Katherine Summers said...

Nikki James and her Tony can be viewed here: http://www.youtube.com/watch?v=6qpZBJdbVL8

Speaking, of the Tonys, I'd love to hear your take on Alice Ripley's acceptance speech for "Next to Normal" a couple of years ago--I have zero recollection of what she said, just how LOUD she spoke.

I would also be interested in seeing speeches by political spouses--Michelle Obama is kind of a gimme, but I've never seen anything by Laura Bush, for instance. I think it would be interested to see any such woman (as they are often women) speaking as a both a surrogate and a loving wife while balancing (at least in modern times) her own agency.

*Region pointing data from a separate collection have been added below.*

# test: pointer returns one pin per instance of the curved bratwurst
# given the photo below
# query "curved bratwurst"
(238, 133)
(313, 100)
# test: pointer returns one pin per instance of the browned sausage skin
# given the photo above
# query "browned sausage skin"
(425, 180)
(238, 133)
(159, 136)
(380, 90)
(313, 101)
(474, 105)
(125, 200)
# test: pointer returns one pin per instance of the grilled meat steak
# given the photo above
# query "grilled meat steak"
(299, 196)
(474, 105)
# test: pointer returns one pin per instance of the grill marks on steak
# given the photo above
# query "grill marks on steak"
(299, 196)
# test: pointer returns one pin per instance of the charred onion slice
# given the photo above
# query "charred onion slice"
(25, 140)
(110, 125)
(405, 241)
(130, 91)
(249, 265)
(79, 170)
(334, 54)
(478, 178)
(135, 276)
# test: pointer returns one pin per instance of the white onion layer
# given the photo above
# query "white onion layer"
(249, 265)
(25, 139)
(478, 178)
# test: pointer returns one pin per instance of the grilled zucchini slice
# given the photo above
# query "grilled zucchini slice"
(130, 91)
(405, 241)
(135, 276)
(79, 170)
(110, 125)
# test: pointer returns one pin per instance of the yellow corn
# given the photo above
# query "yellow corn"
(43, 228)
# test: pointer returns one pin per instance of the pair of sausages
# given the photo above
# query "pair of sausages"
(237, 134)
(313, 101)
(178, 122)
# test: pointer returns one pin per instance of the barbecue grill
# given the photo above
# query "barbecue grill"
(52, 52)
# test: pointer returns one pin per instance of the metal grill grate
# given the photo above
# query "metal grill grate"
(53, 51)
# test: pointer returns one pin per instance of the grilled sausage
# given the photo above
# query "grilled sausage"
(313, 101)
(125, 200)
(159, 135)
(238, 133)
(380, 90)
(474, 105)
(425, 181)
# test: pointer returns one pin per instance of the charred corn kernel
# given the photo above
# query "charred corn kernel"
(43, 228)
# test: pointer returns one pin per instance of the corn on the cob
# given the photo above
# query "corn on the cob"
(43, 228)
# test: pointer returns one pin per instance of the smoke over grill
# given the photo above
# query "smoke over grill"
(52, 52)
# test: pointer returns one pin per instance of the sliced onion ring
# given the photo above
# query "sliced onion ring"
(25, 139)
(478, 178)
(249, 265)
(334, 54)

Other fascinating women that come to mind would be Madeline Albright, Condoleeza Rice, Francis Perkins, and Shirley Chisholm. Part of me would also be interested in hearing a man speaking well about women, as it seems to be so rarely done, although this blog may not be the place for that. And what about someone like Dana Perino, who may not have given many formal, scripted speeches but (at least as White House Press Secretary) spoke publicly, on TV, and on the record constantly?

Heather Stubbs said...

I don't know if you'd find any speeches by her, but Nellie McClung was an outspoken Canadian feminist, politician and social activist. 1873-1951. She was instrumental in getting women in Canada accepted as "persons" in 1927, clearing the way for women to enter politics.

Denise Graveline said...

Katherine and Heather, thanks for those suggestions--some are on the list and I'll add the rest. Great ideas!

For the record, speeches by men -- especially about issues related to women, but not exclusively -- are certainly well within this blog's scope.

And finally, my reference to the Tony acceptance speech was not to suggest that there are no copies available. But my preference is to use copyrighted material appropriately, and every version of the speech in question that has been put on YouTube has been removed later. The authoritative version can't be embedded--and my preference is to show video here where you can see it in context.

Thanks again for all the good ideas and your continued interest!